Jackson Ward was one of the most significant black neighborhoods in the United States in the 19th and early 20th centuries. The area that would become known as Jackson Ward was first inhabited by people of Italian, Jewish, and German descent. In the mid 1800's, free and enslaved African Americans moved into the community. The area became a predominately black neighborhood towards the end of the Civil War. In 1871, the area was given the name Jackson Ward by General Ulysses S. Grant.
By 1900, Jackson Ward was a thriving community with a vibrant, self-sufficient economy, including banks, barbershops, restaurants, benevolent organizations, insurance companies, and medical practices. Influential figures such as John Mitchell, Jr., editor of the Richmond Planet, an African American newspaper, and Maggie L. Walker, the first woman to charter and serve as president of an American bank, operated businesses and lived in Jackson Ward.
Central to the community's social and economic life was Second Street, also known as "The Deuce." Many entertainers performed there at the Hippodrome Theater, including Ella Fitzgerald, Duke Ellington, Cab Calloway, and Bill "Bojangles" Robinson. Jackson Ward was nicknamed "The Harlem of the South," a tribute to its prominent social and economic status.

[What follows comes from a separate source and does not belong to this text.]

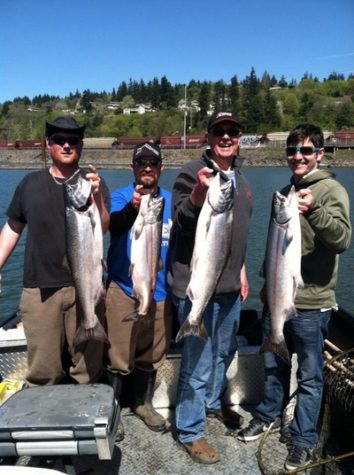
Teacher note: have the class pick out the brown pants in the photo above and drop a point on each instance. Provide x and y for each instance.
(140, 344)
(50, 322)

Jackson Ward's decline began in the 1950's with the Federal Government's proposal for low-income housing and the development of a new interstate, I-95, which displaced many homeowners and businesses. The plan was eventually altered; however, the community of Jackson Ward was severely damaged through urban renewal plans aimed at improving downtown Richmond's business district. With the onset of the Civil Rights movement and desegregation, Jackson Ward moved further into decline as small community businesses gave way to large department stores. The forty-block area that remains of the district after construction and redevelopment is one of the larger National Historical Landmark Districts associated with African Americans in the United States.
Jackson Ward is one of Richmond's most architecturally diverse cityscapes. Buildings include Greek Revival, Italianate, Federal, Gothic, and Romanesque architecture. The community is well known for its decorative wrought iron detailing, the community has the second largest collection (after New Orleans) of original ironwork in the United States, most of which was produced at Richmond's Tredegar Ironworks. Sites of particular importance are The Adolph Dill Mansion (now the Black History Museum and Cultural Center of Virginia), The Hippodrome Theater, First Battalion Virginia Volunteers Armory, Tucker Cottage, Sixth Mount Zion Baptist Church, Ebenezer Baptist Church, The Maggie Walker House, The Bojangles Robinson Statue, Old Armstrong High School, and the Slaughter Hotel. The National Register of Historic Sites lists 600 sites of historic significance in the Jackson Ward community.